Grif nodded. “You don't mess with a Family's children.”

“So the feud hinges on this: The DiMartinos say the Salernos planned the attack, but the Salernos maintain that someone inside the DiMartino home told them there was a way to get their diamonds back. She—and they were clear it was a woman—told them when to be in front of the DiMartino estate. She said ‘a little doll' would appear, and to take it. So Mary Margaret showed up, and they did.”

“Who did the DiMartinos trust with their children?” Kit asked, wondering about Barbara. If she married Sal DiMartino within a year of Theresa's death, then she'd been around before then.

“Just one person. Gina Alessi, Mary Margaret's longtime nanny. But Gina disappeared right after Mary Margaret's return, and for years everyone thought Sal showed her the back door . . . and not in a good way.”

“Ugh.” Kit made a face.

“But Barbara didn't think so,” Grif muttered, closing his eyes to better see the picture that was beginning to emerge.

“Now you're using your noggin',” Zicaro said, tapping on his own head and poking himself in the ear. “She was on a cold rant the night she came to see me. Going on and on about Gina. Said she was back in town and that she had one of the diamonds all these years.”

“And Barbara wanted it.”

“No,” Zicaro said simply. “Barbara was after the other two.”

“So why'd she come to you?” Dennis asked.

“Because of one of my old stories. Of a map that's still out there,” Zicaro said, licking his lips and leaning forward. “It supposedly shows the location of the diamonds. A literal buried treasure. Anyone wanna take a guess as to who she thought had that map?”
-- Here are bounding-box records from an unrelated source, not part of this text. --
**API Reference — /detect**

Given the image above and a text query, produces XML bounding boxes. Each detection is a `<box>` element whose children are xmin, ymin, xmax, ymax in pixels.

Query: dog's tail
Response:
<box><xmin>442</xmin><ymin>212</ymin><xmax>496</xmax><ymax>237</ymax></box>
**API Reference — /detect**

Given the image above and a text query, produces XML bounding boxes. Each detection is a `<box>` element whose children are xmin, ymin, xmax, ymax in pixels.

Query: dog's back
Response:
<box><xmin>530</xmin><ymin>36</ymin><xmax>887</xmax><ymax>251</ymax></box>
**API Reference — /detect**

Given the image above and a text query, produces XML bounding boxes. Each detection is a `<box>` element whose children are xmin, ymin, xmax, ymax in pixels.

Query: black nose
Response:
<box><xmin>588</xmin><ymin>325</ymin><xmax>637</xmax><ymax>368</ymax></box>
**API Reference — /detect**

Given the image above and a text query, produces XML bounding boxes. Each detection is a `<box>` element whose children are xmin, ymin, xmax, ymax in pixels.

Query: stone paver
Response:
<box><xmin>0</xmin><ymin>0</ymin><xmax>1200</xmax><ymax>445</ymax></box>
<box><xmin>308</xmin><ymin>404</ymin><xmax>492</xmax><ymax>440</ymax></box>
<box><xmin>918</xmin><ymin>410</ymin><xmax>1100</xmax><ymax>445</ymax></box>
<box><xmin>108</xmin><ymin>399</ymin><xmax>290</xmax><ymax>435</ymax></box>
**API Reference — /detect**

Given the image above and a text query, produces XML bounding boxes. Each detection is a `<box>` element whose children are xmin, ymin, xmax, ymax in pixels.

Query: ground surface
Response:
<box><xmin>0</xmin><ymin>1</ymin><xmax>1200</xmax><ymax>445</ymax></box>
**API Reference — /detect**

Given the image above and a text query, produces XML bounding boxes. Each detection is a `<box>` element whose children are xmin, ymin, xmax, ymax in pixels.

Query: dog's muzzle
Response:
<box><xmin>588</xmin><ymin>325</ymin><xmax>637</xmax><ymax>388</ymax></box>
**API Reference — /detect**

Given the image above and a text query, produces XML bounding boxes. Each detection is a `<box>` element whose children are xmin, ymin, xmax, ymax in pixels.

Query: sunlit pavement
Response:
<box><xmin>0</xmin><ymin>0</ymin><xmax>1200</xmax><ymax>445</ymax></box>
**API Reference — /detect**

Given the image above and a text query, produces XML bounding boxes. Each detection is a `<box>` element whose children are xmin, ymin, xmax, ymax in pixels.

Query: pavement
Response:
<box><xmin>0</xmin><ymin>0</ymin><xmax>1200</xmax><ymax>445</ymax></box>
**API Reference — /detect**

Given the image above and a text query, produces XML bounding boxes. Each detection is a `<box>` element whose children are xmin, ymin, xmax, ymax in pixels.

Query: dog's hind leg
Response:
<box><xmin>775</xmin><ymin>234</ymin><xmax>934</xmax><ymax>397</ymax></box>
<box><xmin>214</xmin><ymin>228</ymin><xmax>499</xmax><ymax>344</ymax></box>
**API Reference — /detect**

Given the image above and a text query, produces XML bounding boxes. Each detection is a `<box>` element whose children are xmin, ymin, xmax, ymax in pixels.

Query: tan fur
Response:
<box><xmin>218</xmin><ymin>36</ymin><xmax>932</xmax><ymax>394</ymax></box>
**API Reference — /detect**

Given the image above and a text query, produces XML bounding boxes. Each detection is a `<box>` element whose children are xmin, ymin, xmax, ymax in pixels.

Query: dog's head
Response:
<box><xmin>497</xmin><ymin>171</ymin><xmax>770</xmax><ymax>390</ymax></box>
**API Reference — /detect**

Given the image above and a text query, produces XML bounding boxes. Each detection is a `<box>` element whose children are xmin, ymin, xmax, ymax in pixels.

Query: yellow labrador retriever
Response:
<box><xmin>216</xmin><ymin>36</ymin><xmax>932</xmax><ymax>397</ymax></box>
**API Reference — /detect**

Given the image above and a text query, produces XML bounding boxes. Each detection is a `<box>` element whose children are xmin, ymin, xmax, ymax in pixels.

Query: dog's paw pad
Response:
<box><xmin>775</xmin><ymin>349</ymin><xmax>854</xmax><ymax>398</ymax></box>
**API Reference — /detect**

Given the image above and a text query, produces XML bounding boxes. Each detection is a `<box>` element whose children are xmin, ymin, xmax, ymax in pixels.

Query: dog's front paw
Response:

“Shit,” Kit whispered, head whipping to Grif.

“Ol' Griffin Shaw,” Dennis said, aping the way Justin and Larry had so knowingly said his name earlier that day.

Zicaro toasted Grif, and then drained the rest of his gin. “Good ol' Griffin Shaw.”

J
ustin called exactly four minutes after the appointed time, and the man—who'd been pacing his room, nearly ready to howl at the full moon—answered immediately.

“The cop's name is Dennis Carlisle,” Justin said without being asked. It was a good sign. He still knew how things worked. Despite the events out at Sunset, he was still aligned with the man's greater plans. “He's a longtime friend of Craig's, and was a detective up until a few months ago.”

So he had some skills. “Demoted?” the man asked, wondering why a detective would end up pounding the streets again.